J.C. Fontanive investigates expanded forms of drawing that reflect his ongoing interest in the logic of nature. Elements of drawing – line, shape, color – have in past work come together in varied media; moving images, moving objects, interactive works, and still works that randomize and mix to make systems of their own.
In, The Ones After The Physical Ones, his first exhibition of paintings, the shapes within the canvas are imagined physical shapes that would behave like actual objects. They are painted as if someone were repairing their driveway with a trowel and concrete. The edge quality of each shape is formed by the physical material spreading out over the surface.

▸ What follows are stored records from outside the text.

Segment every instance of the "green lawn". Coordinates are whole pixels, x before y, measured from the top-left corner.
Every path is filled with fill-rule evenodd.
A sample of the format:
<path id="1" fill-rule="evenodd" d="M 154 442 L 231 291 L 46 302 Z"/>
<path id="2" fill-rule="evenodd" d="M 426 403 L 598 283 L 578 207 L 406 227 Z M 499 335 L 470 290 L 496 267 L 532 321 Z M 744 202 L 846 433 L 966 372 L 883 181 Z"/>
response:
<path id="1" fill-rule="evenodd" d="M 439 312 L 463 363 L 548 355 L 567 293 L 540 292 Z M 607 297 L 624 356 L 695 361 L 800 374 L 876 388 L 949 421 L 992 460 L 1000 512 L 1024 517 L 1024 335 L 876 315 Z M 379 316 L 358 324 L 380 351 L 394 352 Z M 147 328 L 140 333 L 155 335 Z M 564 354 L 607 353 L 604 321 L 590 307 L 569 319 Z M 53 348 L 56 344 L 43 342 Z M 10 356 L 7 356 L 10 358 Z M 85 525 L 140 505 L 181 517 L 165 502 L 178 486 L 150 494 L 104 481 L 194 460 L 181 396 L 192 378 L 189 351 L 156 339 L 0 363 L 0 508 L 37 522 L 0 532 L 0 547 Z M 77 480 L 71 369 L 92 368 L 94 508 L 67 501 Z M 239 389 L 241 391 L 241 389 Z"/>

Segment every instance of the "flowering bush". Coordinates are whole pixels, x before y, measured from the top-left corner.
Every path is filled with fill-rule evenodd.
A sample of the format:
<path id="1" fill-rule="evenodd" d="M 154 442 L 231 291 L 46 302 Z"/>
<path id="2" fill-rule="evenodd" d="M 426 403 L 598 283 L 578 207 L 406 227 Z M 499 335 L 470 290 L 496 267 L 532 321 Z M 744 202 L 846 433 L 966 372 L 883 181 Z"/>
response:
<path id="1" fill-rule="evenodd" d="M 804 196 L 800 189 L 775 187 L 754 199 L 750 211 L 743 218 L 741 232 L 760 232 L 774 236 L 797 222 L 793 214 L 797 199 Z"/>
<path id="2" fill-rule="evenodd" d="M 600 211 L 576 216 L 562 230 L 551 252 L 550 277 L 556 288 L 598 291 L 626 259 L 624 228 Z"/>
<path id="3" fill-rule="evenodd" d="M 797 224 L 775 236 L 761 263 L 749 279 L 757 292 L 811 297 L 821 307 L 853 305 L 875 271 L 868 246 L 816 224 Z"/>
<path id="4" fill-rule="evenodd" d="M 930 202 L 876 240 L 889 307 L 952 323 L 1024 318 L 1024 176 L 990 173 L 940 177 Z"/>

In most of the paintings there is a structure of objects held together very loosely, almost about to fall apart. The structures are made up of imagined objects that balance and hold together in various ways, respecting the laws of nature or physics - gravity, friction, etc, the process or guiding force being the 3-dimensional. Fontanive’s previous three-dimensional work - often in the form of machines - also relate to the language of the physical world and how objects behave in it. Not only in a literal way within the process of how the works are made, but also as a metaphor for how we as humans relate to our world and society. The painted structures then are built in the same way, but unlike machines, the forms are seemingly at the edge of chaos. This creates a combination of two opposing forces: structure, and free-form irreverence. Or, in other words, the archetypal struggle between the man-made and the natural.
J. C. Fontanive earned a BA from Syracuse University and an MFA from the Royal College of Art in London. He was the 2018 recipient of the Brooke and Hap Stein Emerging Artist Prize, Museum of Contemporary Art Jacksonville, and was shortlisted for the 2010 Jerwood Painting Prize. Exhibitions since 2014 include: the Museum of Contemporary Art, Jacksonville, FL (2017); the Reinstitute, Baltimore, MD (2017); the Nassau Museum of Art, New York, NY (2017); Museum Meermanno, The Hague, Netherlands (2017); New York Center for Book Arts, New York, NY (2017); Moscow University Apothecarie's Garden, Moscow, Russia (2016); La Frontiera, Paris, France (2016); Danese/Corey Gallery, New York, NY (2016); Dedee Shattuck Gallery, Westport, MA (2016); Carbono Galeria, São Paulo, Brazil (2015); The Central Bank of Brazil, Rio de Janeiro (2015); Biennale Internationale Design Saint-Etienne, France (2015); Savernack Street Gallery, San Francisco, CA (2014); and Riflemaker Gallery, London, UK (2017, 2014). His studio is located in Bushwick, NY.